PREFIX owl: <http://www.w3.org/2002/07/owl#>
PREFIX cco: <http://www.ontologyrepository.com/CommonCoreOntologies/>
PREFIX rdfs: <http://www.w3.org/2000/01/rdf-schema#>
SELECT ?x
WHERE
{
?x a owl:ObjectProperty .
FILTER NOT EXISTS {?x cco:definition ?def}
FILTER (regex(str(?x), "repository"))
}
I agree you don't want definitions for named individuals. I guess I’d ask then: What are the minimal required annotations for individuals? Right now, I see rdfs:comment is used on many of them. In some cases, there is an excellent description of the instance with a citation in the value of the comment. In other cases, there’s either nothing or a sentence fragment. I'd advocate something more like a short description of 1-4 complete sentences, maybe using a different annotation property since rdf:comment has a pretty wide range.
- Regarding missing SI unit symbols, see for instance cco:SquareMeterMeasurementUnit and cco:CubicMeterMeasurementUnit. There are 7 base units and 22 derived units in the SI — I wonder too if all of these are among the measurement unit instance list.
https://physics.nist.gov/cuu/Units/units.html https://en.wikipedia.org/wiki/International_System_of_Units
I think all classes and properties should have a textual definition, without exception.
I agree. Especially for a MLO standard. So, the question becomes: Do these relations seem reasonable candidates for inclusion in a MLO? If so, then we add definitions and clean up labeling. If not, then somebody needs to take charge of making a proposal to the WG to have them removed.
I would advocate that the editor at CUBRC be the cited source of the term
I am not against adopting a standard way of adding and formatting definition sources. Although, offering a person as source raises consideration of the role of other annotations like term editor, creator, or collaborator. I think some of this decisions can be worked out here but will also require an advocate to take them to the WG for proposal/discussion to standardize annotations. Which I believe will be an important part of the MLO process.
you could just do a quick review of them
As it sits, CCO has 2000+ terms. A quick review seems unlikely! ;-)
I count 203 object properties missing definitions (this number is high because it includes the corresponding relations in the modal relation ontology).
The extra properties above the 85 familial ones without a cco:definition are all in MRO. This is because those few extra properties in MRO without definitions are the ones derived from RO that use the IAO_0000115 property (we just copy the term declarations into MRO, only changing the namespaces of object and datatype properties).
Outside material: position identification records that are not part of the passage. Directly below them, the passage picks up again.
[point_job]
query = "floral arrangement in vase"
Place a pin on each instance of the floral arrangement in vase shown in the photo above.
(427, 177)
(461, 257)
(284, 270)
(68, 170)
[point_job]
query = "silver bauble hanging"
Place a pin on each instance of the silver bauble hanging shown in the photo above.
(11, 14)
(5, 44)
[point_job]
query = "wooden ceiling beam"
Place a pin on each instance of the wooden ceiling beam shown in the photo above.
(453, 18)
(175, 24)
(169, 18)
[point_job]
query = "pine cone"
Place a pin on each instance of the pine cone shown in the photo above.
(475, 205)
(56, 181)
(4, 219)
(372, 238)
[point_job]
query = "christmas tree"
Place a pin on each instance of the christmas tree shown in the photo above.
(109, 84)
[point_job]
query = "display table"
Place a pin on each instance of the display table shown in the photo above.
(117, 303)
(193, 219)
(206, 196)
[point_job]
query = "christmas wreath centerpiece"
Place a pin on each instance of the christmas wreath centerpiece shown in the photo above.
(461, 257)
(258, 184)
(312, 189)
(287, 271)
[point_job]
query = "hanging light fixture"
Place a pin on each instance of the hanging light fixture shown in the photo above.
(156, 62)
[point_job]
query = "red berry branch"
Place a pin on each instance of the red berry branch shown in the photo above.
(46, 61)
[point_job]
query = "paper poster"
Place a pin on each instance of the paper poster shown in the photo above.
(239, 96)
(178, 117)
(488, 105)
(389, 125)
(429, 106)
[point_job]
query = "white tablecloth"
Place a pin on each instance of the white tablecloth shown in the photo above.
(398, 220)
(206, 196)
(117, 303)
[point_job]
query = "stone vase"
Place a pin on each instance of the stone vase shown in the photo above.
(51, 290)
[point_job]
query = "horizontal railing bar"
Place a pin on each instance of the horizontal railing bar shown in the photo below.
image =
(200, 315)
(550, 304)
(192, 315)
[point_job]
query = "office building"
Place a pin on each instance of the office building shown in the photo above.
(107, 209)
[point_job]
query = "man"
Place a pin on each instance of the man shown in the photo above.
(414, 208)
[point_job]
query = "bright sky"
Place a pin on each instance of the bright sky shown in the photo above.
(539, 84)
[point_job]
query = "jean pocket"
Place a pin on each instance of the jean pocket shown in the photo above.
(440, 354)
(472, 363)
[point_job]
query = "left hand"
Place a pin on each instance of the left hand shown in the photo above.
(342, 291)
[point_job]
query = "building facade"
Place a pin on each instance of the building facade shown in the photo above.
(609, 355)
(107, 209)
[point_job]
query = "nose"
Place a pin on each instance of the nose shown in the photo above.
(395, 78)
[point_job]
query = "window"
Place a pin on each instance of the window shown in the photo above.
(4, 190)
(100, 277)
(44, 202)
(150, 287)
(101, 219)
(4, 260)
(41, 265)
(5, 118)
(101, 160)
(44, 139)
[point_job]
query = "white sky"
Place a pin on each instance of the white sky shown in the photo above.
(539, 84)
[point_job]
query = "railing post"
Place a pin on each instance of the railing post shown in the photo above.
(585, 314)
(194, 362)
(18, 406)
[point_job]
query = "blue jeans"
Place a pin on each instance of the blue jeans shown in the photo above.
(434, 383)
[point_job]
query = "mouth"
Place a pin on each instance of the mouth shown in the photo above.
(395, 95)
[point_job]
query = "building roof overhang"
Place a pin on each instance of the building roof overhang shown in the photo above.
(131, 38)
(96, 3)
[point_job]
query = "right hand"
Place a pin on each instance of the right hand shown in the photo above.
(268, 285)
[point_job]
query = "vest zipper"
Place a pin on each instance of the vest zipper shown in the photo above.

@neilotte Thanks for raising these issues. I think addressing them will require some prioritization. Making sure the SI unit annotations are complete or determining and implementing a standard for source or editors may get delayed over addressing the lack of definitions, or other content-specific issues. But, that will partly be up to interested people raising the concern and then making a formal proposal to the WG. But, without a doubt, annotation standards for the ontology and terms, as well specifics of versioning, and so on, will be important part of refining the MLO standard. I'll follow up here once I've captured what we do now on a wiki page.